History of Art and Architecture

"Papered Leps" & Incidental Archives at the Carnegie Museum of Natural History

Wednesday, March 27, 2024 - 12:00pm to 1:00pm

Deirdre Smith
204 Frick Fine Arts

Curators and other staff at natural history museums often describe their collections as archives or libraries of life, in reference to the ways that their often-massive holdings of birds, bugs, amphibians, reptiles, and other biological specimens can allow scientists to track evolutionary and ecological change over time. This presentation will focus on an ongoing research project that indicates an "incidental" archive of human life available for multidisciplinary research within these same collections. "Papered leps" is the term for Lepidoptera specimens folded in the field in scraps of paper.

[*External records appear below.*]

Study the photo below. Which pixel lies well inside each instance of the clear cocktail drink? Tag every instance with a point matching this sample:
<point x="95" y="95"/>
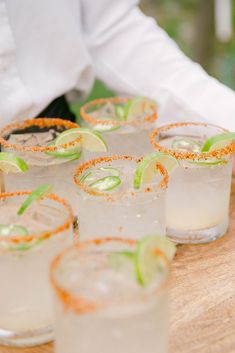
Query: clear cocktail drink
<point x="197" y="208"/>
<point x="32" y="140"/>
<point x="28" y="243"/>
<point x="99" y="308"/>
<point x="124" y="135"/>
<point x="108" y="203"/>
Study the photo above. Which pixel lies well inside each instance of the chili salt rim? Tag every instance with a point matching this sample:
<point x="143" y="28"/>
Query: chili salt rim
<point x="151" y="118"/>
<point x="93" y="162"/>
<point x="76" y="303"/>
<point x="230" y="149"/>
<point x="41" y="123"/>
<point x="44" y="235"/>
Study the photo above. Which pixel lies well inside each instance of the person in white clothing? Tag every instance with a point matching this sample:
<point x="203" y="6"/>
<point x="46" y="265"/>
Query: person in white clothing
<point x="50" y="48"/>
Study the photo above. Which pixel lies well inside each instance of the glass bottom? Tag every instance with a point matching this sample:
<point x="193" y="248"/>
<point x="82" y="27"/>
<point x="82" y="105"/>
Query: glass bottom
<point x="197" y="236"/>
<point x="26" y="338"/>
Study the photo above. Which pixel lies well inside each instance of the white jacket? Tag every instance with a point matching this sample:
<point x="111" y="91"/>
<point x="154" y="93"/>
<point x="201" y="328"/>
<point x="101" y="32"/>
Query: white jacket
<point x="50" y="47"/>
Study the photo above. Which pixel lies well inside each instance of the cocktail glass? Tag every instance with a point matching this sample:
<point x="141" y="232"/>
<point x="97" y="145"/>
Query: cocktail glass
<point x="197" y="207"/>
<point x="28" y="243"/>
<point x="122" y="136"/>
<point x="122" y="210"/>
<point x="32" y="141"/>
<point x="99" y="308"/>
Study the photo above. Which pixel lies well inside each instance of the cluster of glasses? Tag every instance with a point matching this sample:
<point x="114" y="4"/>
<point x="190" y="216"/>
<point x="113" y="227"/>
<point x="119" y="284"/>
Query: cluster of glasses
<point x="92" y="272"/>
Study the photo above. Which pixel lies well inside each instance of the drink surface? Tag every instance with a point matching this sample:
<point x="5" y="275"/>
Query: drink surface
<point x="40" y="139"/>
<point x="130" y="319"/>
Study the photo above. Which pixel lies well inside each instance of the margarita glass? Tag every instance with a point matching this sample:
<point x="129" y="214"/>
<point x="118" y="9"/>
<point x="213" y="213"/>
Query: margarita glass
<point x="108" y="203"/>
<point x="99" y="308"/>
<point x="123" y="134"/>
<point x="32" y="141"/>
<point x="28" y="243"/>
<point x="197" y="208"/>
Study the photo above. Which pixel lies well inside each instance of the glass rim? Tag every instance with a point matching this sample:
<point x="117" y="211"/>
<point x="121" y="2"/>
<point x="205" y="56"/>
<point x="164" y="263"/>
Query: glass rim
<point x="16" y="239"/>
<point x="41" y="123"/>
<point x="150" y="118"/>
<point x="219" y="153"/>
<point x="163" y="184"/>
<point x="75" y="302"/>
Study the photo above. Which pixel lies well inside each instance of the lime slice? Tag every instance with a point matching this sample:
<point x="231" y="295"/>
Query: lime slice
<point x="218" y="141"/>
<point x="146" y="169"/>
<point x="148" y="262"/>
<point x="36" y="194"/>
<point x="11" y="229"/>
<point x="91" y="140"/>
<point x="137" y="107"/>
<point x="186" y="144"/>
<point x="16" y="230"/>
<point x="106" y="184"/>
<point x="70" y="152"/>
<point x="9" y="163"/>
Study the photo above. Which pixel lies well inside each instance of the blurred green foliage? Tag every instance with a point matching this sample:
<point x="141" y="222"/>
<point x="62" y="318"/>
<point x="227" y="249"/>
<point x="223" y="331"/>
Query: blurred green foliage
<point x="179" y="19"/>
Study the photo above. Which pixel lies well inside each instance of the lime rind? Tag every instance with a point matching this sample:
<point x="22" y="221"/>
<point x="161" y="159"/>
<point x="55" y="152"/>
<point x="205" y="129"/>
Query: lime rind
<point x="91" y="140"/>
<point x="218" y="141"/>
<point x="36" y="194"/>
<point x="146" y="169"/>
<point x="186" y="144"/>
<point x="12" y="229"/>
<point x="11" y="163"/>
<point x="107" y="183"/>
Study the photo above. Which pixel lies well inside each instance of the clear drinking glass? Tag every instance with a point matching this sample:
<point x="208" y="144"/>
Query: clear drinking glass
<point x="122" y="137"/>
<point x="122" y="211"/>
<point x="32" y="141"/>
<point x="197" y="207"/>
<point x="28" y="243"/>
<point x="100" y="309"/>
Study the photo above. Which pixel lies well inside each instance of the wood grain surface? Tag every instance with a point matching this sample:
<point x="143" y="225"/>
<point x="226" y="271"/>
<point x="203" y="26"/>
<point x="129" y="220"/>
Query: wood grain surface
<point x="202" y="298"/>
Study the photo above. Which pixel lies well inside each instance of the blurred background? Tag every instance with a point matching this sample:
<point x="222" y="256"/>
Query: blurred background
<point x="204" y="30"/>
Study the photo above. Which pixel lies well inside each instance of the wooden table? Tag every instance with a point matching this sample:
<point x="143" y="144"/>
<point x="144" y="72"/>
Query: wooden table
<point x="202" y="298"/>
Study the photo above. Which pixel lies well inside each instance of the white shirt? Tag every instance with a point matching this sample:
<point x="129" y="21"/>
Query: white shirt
<point x="51" y="47"/>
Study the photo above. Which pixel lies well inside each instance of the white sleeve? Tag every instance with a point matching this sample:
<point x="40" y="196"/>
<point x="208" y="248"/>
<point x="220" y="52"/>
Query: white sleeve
<point x="132" y="55"/>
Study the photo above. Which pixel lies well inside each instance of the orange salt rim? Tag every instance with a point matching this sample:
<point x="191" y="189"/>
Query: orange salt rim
<point x="76" y="303"/>
<point x="230" y="149"/>
<point x="111" y="197"/>
<point x="150" y="118"/>
<point x="41" y="123"/>
<point x="16" y="239"/>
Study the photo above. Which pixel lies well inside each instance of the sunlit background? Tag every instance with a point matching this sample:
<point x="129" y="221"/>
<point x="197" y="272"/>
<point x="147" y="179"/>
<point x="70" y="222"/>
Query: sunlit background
<point x="204" y="30"/>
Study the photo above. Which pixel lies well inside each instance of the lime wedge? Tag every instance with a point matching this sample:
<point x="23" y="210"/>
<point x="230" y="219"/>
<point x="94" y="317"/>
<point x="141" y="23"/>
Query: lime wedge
<point x="186" y="144"/>
<point x="36" y="194"/>
<point x="70" y="152"/>
<point x="218" y="141"/>
<point x="148" y="262"/>
<point x="106" y="127"/>
<point x="106" y="184"/>
<point x="146" y="169"/>
<point x="12" y="229"/>
<point x="91" y="140"/>
<point x="136" y="107"/>
<point x="9" y="163"/>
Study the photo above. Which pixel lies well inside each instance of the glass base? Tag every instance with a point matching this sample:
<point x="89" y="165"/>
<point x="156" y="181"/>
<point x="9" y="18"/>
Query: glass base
<point x="197" y="236"/>
<point x="26" y="338"/>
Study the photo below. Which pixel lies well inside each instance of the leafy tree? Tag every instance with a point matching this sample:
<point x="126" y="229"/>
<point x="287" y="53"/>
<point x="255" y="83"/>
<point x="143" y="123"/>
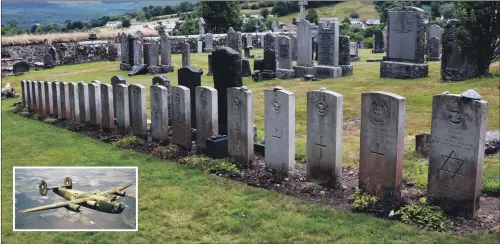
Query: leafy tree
<point x="480" y="23"/>
<point x="126" y="23"/>
<point x="312" y="16"/>
<point x="189" y="27"/>
<point x="264" y="12"/>
<point x="219" y="16"/>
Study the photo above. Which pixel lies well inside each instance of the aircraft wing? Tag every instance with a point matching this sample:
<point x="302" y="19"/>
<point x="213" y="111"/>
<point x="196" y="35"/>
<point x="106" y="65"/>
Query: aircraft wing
<point x="115" y="189"/>
<point x="56" y="205"/>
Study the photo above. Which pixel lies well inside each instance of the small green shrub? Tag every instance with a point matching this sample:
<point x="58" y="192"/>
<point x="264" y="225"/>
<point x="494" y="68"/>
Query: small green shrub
<point x="128" y="142"/>
<point x="171" y="151"/>
<point x="74" y="125"/>
<point x="214" y="166"/>
<point x="362" y="201"/>
<point x="427" y="217"/>
<point x="50" y="120"/>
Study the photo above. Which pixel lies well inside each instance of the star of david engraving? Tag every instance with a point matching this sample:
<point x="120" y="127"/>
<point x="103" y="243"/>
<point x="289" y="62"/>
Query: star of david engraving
<point x="452" y="165"/>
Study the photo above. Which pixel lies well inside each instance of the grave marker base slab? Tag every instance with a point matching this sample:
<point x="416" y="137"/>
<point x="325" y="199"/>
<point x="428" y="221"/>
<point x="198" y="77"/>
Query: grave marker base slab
<point x="400" y="70"/>
<point x="324" y="71"/>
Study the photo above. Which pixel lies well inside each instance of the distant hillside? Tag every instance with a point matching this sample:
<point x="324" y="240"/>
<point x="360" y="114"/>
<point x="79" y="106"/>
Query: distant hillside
<point x="366" y="10"/>
<point x="30" y="13"/>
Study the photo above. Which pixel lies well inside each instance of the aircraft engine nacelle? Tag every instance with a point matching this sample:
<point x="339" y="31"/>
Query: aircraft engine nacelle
<point x="110" y="207"/>
<point x="73" y="207"/>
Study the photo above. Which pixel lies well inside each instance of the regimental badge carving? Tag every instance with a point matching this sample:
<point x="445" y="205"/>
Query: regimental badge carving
<point x="237" y="102"/>
<point x="321" y="107"/>
<point x="379" y="112"/>
<point x="453" y="113"/>
<point x="276" y="105"/>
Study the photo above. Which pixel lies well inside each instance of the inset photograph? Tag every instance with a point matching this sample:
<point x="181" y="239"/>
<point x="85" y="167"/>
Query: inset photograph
<point x="75" y="199"/>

Although a moth or butterfly was the intended target, examining the papers can lead to insights about the broader context of specimen collecting. For the past year, students in my "Inside the Museum" course and I have been examining the papered leps sent to the Carnegie Museum of Natural History by Albert Irwin Good (1882-1963), a Presbyterian Reverend who spent long portions of his career stationed in Cameroon doing missionary work, when Cameroon was under first German and later French rule. Good sent thousands of insects wrapped in paper to CMNH, including in scraps of international publications, letters, and drafts of sermons. This presentation will share the avenues of research that have extended from the starting point of those fragmentary papers, including research conducted in other sections of the museum's collection, and at the Presbyterian Historical Society in Philadelphia.